The next Prime Minister has been urged to introduce a ‘Hillsborough Law’.

A letter written to leaders of the three main political parties made the plea following David Duckenfield’s acquittal for gross negligence manslaughter.

Duckenfield was the police match commander on the day of the 1989 tragedy that saw 96 Liverpool supporters unlawfully killed but found not guilty at retrial.

The letter sent to Boris Johnson, Jeremy Corbyn and Jo Swinson proposes that a public authority accountability bill is brought into law by the prospective new PM.

It would require public authorities to have ‘a duty of candour’ in legal processes and match legal funding provided to bodies such as the police and fire brigade.

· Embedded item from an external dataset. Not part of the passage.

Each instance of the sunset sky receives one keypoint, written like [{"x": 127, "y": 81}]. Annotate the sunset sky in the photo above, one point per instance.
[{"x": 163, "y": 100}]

Liverpool’s Metro Mayor Steve Rotheram, his Manchester counterpart Andy Burnham and Hillsborough Family Support Group chair Margaret Aspinall all co-signed the letter.

“Following events of last week, the families find themselves in the position where 96 of their loved-ones have been found to have been unlawfully killed and nobody has been held accountable for that,” the letter states.

“We believe this unsatisfactory situation is the result of a trial and re-trial which undermined the authoritative Inquest of 2016 – the longest such process in English legal history.

“From what we have witnessed first-hand, we can only conclude that the English legal system simply does not work for bereaved families, particularly when they are up against public bodies or the State,” the letter states.

“It is impersonal, insensitive and emphatically not a level playing field.

“For bereaved families, walking into an English court is akin to walking into a casino – a place where money and connections talk and where the odds are heavily stacked against them before proceedings have even started.”

“While this won’t change the verdict which has been reached in this case,” it continues.

“it will at least be of some comfort to the Hillsborough families for it to be recognised by the country that the failure is not theirs, but of an overly hierarchical and adversarial system which is deeply flawed and in need of fundamental reform.”